Un livre réjouissant et plus ou moins autobiographique où le prix Nobel péruvien nous narre ses amours compliquées avec sa tante Julia (en fait, la sœur de l’épouse d’un de ses oncles, désolé pour les amateurs d’inceste !) et sa fréquentation du scribouillard, auteur bolivien de feuilletons radiophoniques hanté par l’écriture et la haine des Argentins. La structure du roman est originale : Vargas Llosa y fait alterner ses récits autobiographiques et ceux relatant divers épisodes des feuilletons de son ami. Au départ, j’avais pensé qu’il s’agissait, comme le faisait Dos Passos, d’histoires parallèles dont les différents personnages finiraient par se rencontrer. Il n’en est rien. S’il y a bien rencontres, c’est qu’au fil de l’évolution de la folie du scribouillard ses histoires finissent par se mélanger : les noms s’échangent, des éléments biographiques de l’un sont attribués à l’autre et avant qu’il ne perde sa place et finisse en psychiatrie, ses feuilletons se font incompréhensibles et perdent leur audience. Si l’histoire d’amour d’un Mario de dix-huit ans et de sa « tante » plus âgée n’est pas sans rebondissement croquignolesques, notamment lorsqu’ils parcourent le pays à la recherche d’un maire suffisamment irrespectueux des lois pour les marier, ce sont les passages consacrés au graphomane et à des feuilletons qui sont les plus réjouissants. Avant de s’enfoncer dans les délires sus-mentionnés, l’auteur parsème ses récits d’allusions fielleuses aux nombreuses tares qu’il attribue aux Argentins, accusés, entre autres, d’être des assassins par nature, d’ignorer tout de l’hygiène la plus élémentaire, et d’avoir pour femmes d’infâmes putains. Je pense qu’en écrivant ce récit, Vargas Llosa s’est régalé. C’est ce que j’ai fait à le lire.

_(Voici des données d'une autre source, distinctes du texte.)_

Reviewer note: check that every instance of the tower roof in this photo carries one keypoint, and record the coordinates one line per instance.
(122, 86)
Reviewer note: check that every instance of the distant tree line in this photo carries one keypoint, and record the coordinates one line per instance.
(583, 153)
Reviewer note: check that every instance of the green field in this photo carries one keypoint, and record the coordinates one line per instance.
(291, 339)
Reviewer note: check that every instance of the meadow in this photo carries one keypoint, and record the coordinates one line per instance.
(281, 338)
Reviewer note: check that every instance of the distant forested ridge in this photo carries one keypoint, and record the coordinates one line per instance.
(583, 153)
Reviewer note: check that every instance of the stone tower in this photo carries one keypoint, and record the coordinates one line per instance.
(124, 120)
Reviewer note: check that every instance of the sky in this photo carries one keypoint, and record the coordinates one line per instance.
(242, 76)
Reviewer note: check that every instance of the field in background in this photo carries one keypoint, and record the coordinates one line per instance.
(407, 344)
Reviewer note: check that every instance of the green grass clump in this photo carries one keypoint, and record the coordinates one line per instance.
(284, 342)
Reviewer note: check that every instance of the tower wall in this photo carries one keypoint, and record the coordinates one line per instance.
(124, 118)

Le Général dans son labyrinthe, de Gabriel Garcia Marquez :

L’auteur de Cent Ans de solitude nous narre les derniers jours de Simon Bolivar, entre son départ de Santa Fé, quartier de Bogotá, qu’il fuit sous les quolibets après avoir démissionné de la présidence et son ultime exil, la mort. Le « Libertador » qui a vu son rêve d’une Amérique du Sud unie sombrer dans les rivalités locales est malade, très malade. Il connaîtra des rémissions avant de replonger puis, pour un temps, de sembler renaître. Le lecteur risque, lui aussi, de se sentir dans un labyrinthe, tant les palanquées de généraux et de colonels créent la confusion à la manière des princes et des comtes de La Guerre et la paix. Les références à des événements historiques de l’épopée du Général qui ne nous sont pas familières participent à son égarement. Mais qu’importe ? Au fil des étapes du voyage, des rencontres, prétextes au rappel d’épisodes passés, se dessine le portrait d’un grand homme sur sa fin, de ses colères, de sa versatilité, de ses amours tumultueuses, de sa prodigalité, de sa bravoure, de sa rouerie, de sa complexité se dessine un portait. Portrait sans complaisance ni cruauté, aux antipodes de l’hagiographie, brossé par un Garcia Marquez au meilleur de son art. Un livre impossible à résumer comme peut l'être le parcours du prisonnier d’un labyrinthe. Un livre riche.

En guise de « bonus » :

Ces deux prix Nobel de littérature furent neuf ans durant copains comme cochons. Jusqu’au jour où, dans le hall d’un cinéma de Mexico, le 12 février 1976 pour être précis, Le bon Mario mit brutalement fin à cette belle amitié par un direct en pleine face du vaillant Gabriel. Problème conjugal ? Différend politique ? Nul ne le sait, les deux ex-amis ayant promis d’en tenir la raison secrète. Garcia Marquez mourut sans rien en dire et Vargas Llosa décida d’en faire autant et de laisser aux historiens le soin de faire la lumière sur l’affaire. On dira ce qu’on voudra, mais ces Latinos ont su conserver un certain art de vivre.